Peptide mapping by LC-MS, also referred to as the Multi-Attribute Method (MAM), is a well-established technology for the characterization of biopharmaceutical product quality.1−3 It is routinely used for the verification of the primary structure as well as a site-specific, quantitative evaluation of critical post-translational modifications, or quality attributes of biopharmaceutical products.4−7 The information provided by MS-based peptide mapping supports biopharmaceutical development across all development stages, ranging from lead selection, developability assessment, comparability studies, process support, and general product characterization.8−11 Among 80 Biologics License Applications (BLAs) submitted between 2000 and 2015, 79 were found to use MS to support product characterization.12 MAM is currently applied primarily as a characterization tool to support monitoring of critical quality attributes (CQAs) and to detect new peak intensity during biopharmaceutical development. However, in recent years MAM has advanced into current Good Manufacturing Practice (cGMP) environments, where it is used for release and stability testing of biopharmaceuticals.2,7,13 Indeed, MAM has now been implemented for cGMP testing of some biopharmaceutical products, replacing several conventional impurity assays.3,13,14 With the growing importance and adaptation of MAM, an industry-wide consortium has been formed to facilitate knowledge sharing on MS-related assays among the biopharma companies, technology providers, and regulatory agencies (www.mamconsortium.org).

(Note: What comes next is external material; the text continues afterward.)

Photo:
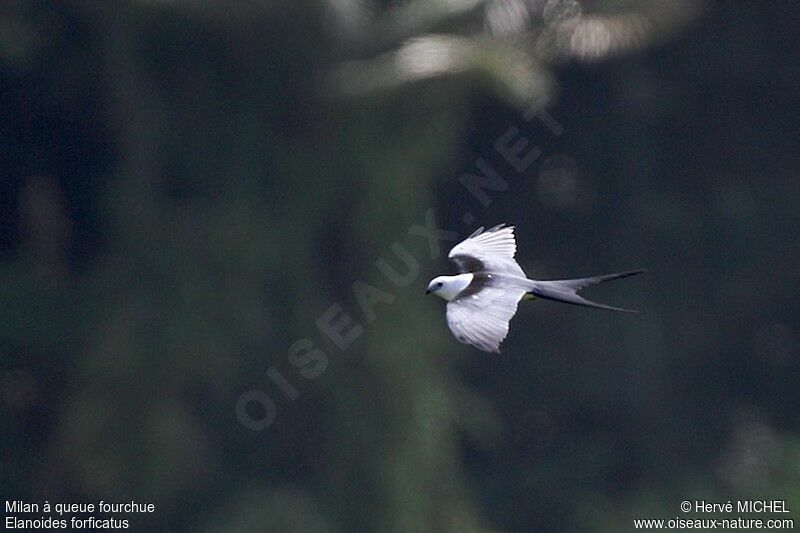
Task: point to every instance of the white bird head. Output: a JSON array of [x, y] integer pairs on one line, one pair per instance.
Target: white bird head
[[448, 287]]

Recently, we introduced an automated MAM workflow that significantly reduces the number of missed cleavages by performing digestion in two independent steps at high (75 °C) and low (40 °C) temperature using a benchtop robot and trypsin immobilized to magnetic beads.15 In addition, the optimized MAM workflow radically reduces chromatographic peak tailing and carryover of hydrophobic peptides by switching from traditional C18-based reversed-phase (RP) column chemistry to less retentive C4 column chemistries.15 Often, complementarity-determining regions (CDRs) of mAbs are rich in aromatic amino acids, resulting in highly hydrophobic peptides after trypsin digestion, which are challenging to analyze by traditional C18 column chemistries. The switch to RP column chemistries of lower retentivity was found to impact MAM data quality and robustness for these critical, CDR spanning peptides in a profoundly positive manner.15
In the current technical note, we evaluate the impact of the post digestion acidification step commonly used in MAM workflows, as well as the importance of adding solubilizing chaotropic reagents, such as guanidine hydrochloride (GuHCl), to prevent loss of hydrophobic peptides after digestion through adsorption to the walls of the digestion well.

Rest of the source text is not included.